The photo from the AlterNet article about how religions makes everyone cry.

So, to recap, militant atheists for the last 20 years have chosen to ignore solid, direct evidence that religiosity makes people happier. Instead, they prefer to rely rely on shaky, indirect evidence and unreasonable assumptions to believe the opposite. So much for science, eh?

What’s really telling to me, however, is that this is a win-win proposition for atheist. If religion makes people happy, it’s the opiate of the masses, and atheist depression shows that they are suffering for their integrity. It religion makes people depressed, it’s an oppressive institution and atheist joy shows they are enjoying their liberation from captivity.

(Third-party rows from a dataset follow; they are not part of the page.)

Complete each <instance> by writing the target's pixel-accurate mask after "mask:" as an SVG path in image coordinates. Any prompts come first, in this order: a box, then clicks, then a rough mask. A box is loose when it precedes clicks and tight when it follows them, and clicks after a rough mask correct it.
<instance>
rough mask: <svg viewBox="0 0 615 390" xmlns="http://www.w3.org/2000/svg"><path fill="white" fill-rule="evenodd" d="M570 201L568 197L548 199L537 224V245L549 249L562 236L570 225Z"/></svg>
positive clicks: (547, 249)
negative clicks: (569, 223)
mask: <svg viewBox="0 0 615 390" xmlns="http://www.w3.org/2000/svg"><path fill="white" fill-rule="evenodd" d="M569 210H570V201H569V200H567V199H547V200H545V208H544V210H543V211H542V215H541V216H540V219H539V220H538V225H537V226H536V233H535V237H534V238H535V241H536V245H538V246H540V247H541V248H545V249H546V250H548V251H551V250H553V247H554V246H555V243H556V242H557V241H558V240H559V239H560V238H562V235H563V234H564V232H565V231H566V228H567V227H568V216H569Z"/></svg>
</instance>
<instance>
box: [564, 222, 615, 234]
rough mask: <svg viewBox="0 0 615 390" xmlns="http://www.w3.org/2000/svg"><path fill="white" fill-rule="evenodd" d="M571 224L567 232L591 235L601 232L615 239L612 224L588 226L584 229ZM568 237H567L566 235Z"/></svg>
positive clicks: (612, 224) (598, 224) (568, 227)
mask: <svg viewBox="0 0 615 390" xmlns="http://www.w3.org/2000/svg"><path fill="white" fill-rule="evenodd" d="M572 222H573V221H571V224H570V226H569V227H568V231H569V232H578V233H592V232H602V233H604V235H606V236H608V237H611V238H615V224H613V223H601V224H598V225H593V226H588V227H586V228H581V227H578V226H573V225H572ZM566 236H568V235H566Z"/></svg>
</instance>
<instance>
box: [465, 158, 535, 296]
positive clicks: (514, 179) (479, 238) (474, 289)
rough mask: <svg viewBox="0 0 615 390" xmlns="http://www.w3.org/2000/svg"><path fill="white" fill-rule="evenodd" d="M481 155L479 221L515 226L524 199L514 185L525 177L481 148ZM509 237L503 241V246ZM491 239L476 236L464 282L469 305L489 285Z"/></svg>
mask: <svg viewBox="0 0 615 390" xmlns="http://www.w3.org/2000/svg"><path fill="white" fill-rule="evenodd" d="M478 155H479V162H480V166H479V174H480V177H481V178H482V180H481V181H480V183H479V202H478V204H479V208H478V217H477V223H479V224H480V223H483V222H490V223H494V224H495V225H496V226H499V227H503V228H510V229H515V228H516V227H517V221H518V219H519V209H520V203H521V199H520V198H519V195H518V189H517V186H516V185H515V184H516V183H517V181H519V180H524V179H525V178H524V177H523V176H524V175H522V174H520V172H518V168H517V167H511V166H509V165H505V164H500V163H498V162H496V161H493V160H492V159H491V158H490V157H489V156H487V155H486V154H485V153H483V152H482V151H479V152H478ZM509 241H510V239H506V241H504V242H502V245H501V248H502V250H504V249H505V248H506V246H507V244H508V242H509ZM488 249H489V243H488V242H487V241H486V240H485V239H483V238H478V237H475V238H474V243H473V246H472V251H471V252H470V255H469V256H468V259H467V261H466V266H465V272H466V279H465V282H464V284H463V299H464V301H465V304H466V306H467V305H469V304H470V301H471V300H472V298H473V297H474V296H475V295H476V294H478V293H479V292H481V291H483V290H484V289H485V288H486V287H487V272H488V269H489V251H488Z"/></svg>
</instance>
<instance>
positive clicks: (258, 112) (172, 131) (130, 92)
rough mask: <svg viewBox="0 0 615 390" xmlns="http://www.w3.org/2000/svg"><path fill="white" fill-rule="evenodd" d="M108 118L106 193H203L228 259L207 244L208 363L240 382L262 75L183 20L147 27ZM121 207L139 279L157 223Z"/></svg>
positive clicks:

If there’s one thing that human beings are good at it, it’s finding a narrative to fit the data that protects their preconceptions. It’s not surprising that religious people do this (after all: isn’t religion just one big story to shield us from our fear of mortality?) but it’s a bit richer in irony to the see the scientific skeptics engaging so brazenly in the same sort of inventions.

(The story about the Salt Lake Tribune and the rebuttal quotes come from the article “Religiosity and Life Satisfaction among LDS Women“.)